Augment existing grant programs and develop new ones specifically designed to promote interdisciplinary science and career development in areas related to women’s health, prioritizing and promoting participation of women and investigators from underrepresented communities.
Strengthen efforts to ensure balanced representation and appropriate expertise when evaluating grant proposals pertaining to women’s health and sex differences research in the peer review process.
Revise how the NIH supports and implements its sex as a biological variable policy to ensure it fulfills the intended goals.
Prioritize research that includes but is not limited to the following: basic science, preclinical research, clinical research, population-based research, across the research spectrum, implementation science research.
Considering our incoming president’s choice of economist Dr.
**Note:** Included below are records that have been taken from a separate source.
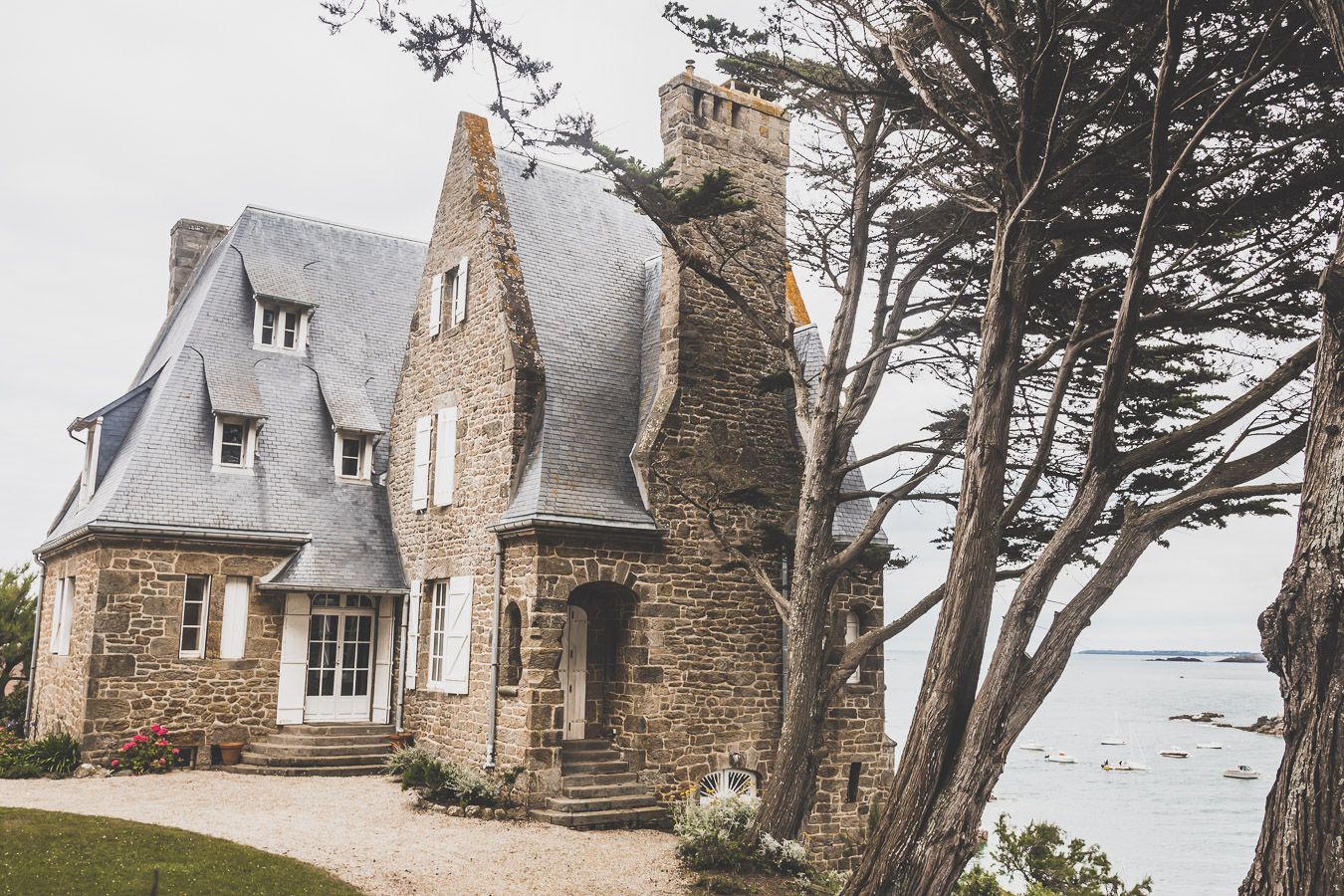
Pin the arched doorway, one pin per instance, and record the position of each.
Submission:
(594, 669)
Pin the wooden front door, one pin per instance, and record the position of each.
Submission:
(574, 672)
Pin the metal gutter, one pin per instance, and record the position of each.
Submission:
(185, 533)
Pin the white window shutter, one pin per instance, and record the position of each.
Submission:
(460, 293)
(413, 600)
(233, 631)
(457, 642)
(293, 660)
(419, 483)
(436, 304)
(383, 662)
(445, 457)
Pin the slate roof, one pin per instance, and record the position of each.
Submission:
(158, 472)
(583, 256)
(591, 266)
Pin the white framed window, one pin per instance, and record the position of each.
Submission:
(280, 327)
(352, 454)
(62, 615)
(419, 476)
(195, 611)
(89, 474)
(448, 289)
(233, 627)
(852, 629)
(450, 634)
(445, 457)
(235, 442)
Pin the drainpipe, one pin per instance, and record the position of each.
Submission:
(31, 672)
(784, 638)
(492, 697)
(400, 665)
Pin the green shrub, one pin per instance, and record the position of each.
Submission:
(50, 757)
(452, 784)
(12, 708)
(721, 835)
(1050, 864)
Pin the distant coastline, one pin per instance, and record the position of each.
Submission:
(1174, 653)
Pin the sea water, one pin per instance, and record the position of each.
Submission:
(1182, 823)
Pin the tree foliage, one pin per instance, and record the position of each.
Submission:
(18, 604)
(1048, 864)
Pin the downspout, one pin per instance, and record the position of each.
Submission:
(31, 672)
(784, 638)
(492, 697)
(400, 665)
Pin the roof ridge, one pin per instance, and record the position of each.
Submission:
(586, 172)
(334, 223)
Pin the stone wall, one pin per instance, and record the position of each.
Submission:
(123, 669)
(487, 367)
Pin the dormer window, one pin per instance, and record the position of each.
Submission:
(353, 453)
(235, 442)
(280, 327)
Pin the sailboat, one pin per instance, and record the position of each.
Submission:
(1143, 757)
(1114, 741)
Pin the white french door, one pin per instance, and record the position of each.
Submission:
(340, 660)
(574, 672)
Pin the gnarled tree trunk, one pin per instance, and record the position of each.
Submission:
(1301, 845)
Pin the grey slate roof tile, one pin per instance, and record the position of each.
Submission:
(583, 256)
(364, 289)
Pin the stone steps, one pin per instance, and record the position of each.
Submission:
(357, 749)
(598, 790)
(653, 817)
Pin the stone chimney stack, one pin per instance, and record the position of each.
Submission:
(190, 242)
(707, 125)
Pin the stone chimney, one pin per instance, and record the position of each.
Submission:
(190, 242)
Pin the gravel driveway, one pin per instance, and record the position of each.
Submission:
(363, 830)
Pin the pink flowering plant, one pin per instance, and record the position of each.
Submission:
(146, 753)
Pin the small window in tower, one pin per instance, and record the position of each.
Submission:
(851, 794)
(513, 644)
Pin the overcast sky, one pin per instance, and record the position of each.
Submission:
(118, 118)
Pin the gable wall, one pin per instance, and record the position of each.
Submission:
(488, 365)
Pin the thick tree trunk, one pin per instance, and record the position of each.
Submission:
(789, 792)
(1301, 845)
(929, 819)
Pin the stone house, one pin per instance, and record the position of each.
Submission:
(475, 491)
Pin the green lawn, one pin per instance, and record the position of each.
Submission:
(54, 852)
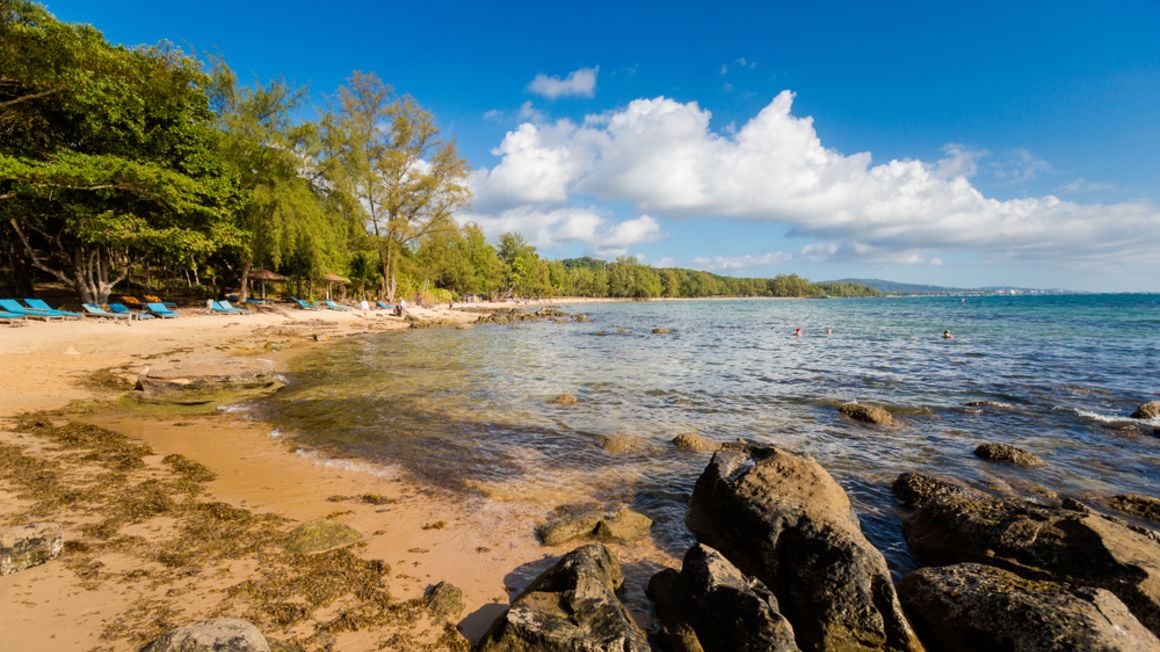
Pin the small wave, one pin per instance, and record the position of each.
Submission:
(376, 470)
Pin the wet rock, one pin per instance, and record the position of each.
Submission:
(1008, 454)
(623, 526)
(915, 489)
(725, 609)
(443, 600)
(219, 635)
(867, 413)
(23, 547)
(320, 535)
(573, 607)
(978, 607)
(571, 522)
(1041, 543)
(1150, 410)
(695, 442)
(783, 519)
(1143, 506)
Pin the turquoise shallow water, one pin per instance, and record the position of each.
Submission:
(470, 411)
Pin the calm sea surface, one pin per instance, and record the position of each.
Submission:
(470, 410)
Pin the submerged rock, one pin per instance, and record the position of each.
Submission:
(726, 610)
(1143, 506)
(978, 607)
(571, 522)
(1150, 410)
(1041, 543)
(573, 607)
(443, 600)
(219, 635)
(1008, 454)
(867, 413)
(23, 547)
(783, 519)
(320, 535)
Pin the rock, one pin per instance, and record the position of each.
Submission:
(570, 522)
(726, 610)
(1150, 410)
(320, 535)
(783, 519)
(1008, 454)
(443, 600)
(915, 489)
(867, 413)
(573, 607)
(1041, 543)
(219, 635)
(978, 607)
(1143, 506)
(693, 441)
(623, 526)
(23, 547)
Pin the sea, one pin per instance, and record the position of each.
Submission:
(471, 412)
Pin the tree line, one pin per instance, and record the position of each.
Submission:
(147, 166)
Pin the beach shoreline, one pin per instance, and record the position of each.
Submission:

Jay Bhattacharya—a critic of pandemic lockdowns and vaccine mandates who lied about being censored for his views—to run the NIH, I don’t hold out much hope that these recommendations will be followed during the next four years, let alone that the NIH will spend more of its research dollars on women’s health and well being. However, it’s incumbent upon us not to give up either hope or our battle for health equity without a fight. Even when hope and our will to keep pushing up against the purposeful chaos of this new regime might be in short supply.
So what tangible thing can you do right now, today? Easy. You can write a letter to your congressperson, as I just did, by cutting and pasting the following missive, which I’ve repurposed directly from the academy’s report, then click here to find your representative and fill out their form. Feel free to forward this template to anyone you know who might want to do the same. I’ll make this story free for all readers:
Dear Mr./Ms. ________:
I have just read this damning report https://nap.nationalacademies.org/catalog/28586/a-new-vision-for-womens-health-research-transformative-change-at by the National Association of Sciences, Engineering, and Medicine on the state of and funding for research of women’s health in the U.S. To address these inexcusable research gaps, the National Institutes of Health should form a new institute focused on women’s health and make changes to expand oversight, accountability, and support for this research across the entire agency. Congress should appropriate new funding totaling $15.7 billion to support these efforts over five years — including $4 billion in dedicated funding for the new institute, $11.4 billion to establish a new NIH-wide fund to support and foster interdisciplinary women’s health research, and funding to support and expand career pathways for the field.
Thank you very much for your time and attention to this matter.
Sincerely yours,
[Your Name Here]
Keep writing about this. My daughter is pregnant and was diagnosed with gestational diabetes. The drug metformin, which was introduced as a medication in France in 1957, is what they are treating her with. But, she was told, there is no data on the women and the drug crossing the placenta so it could be detrimental to the baby , or maybe not. Absolutely ridiculous that nobody has done that research. In talking with a diabetes researcher, my daughter in laws brother, he stated he never does studies on women because it’s too hard! We are 50% of the population and the only ones having babies. Please keep bringing these topics into the light. Bless you for all the work you’ve done so far.
Done and sent. This issue has plagued the practice of medicine forever, and now we have the money & equipment to change it. Even mouse research is done mostly on male mice because “hormones complicate results.”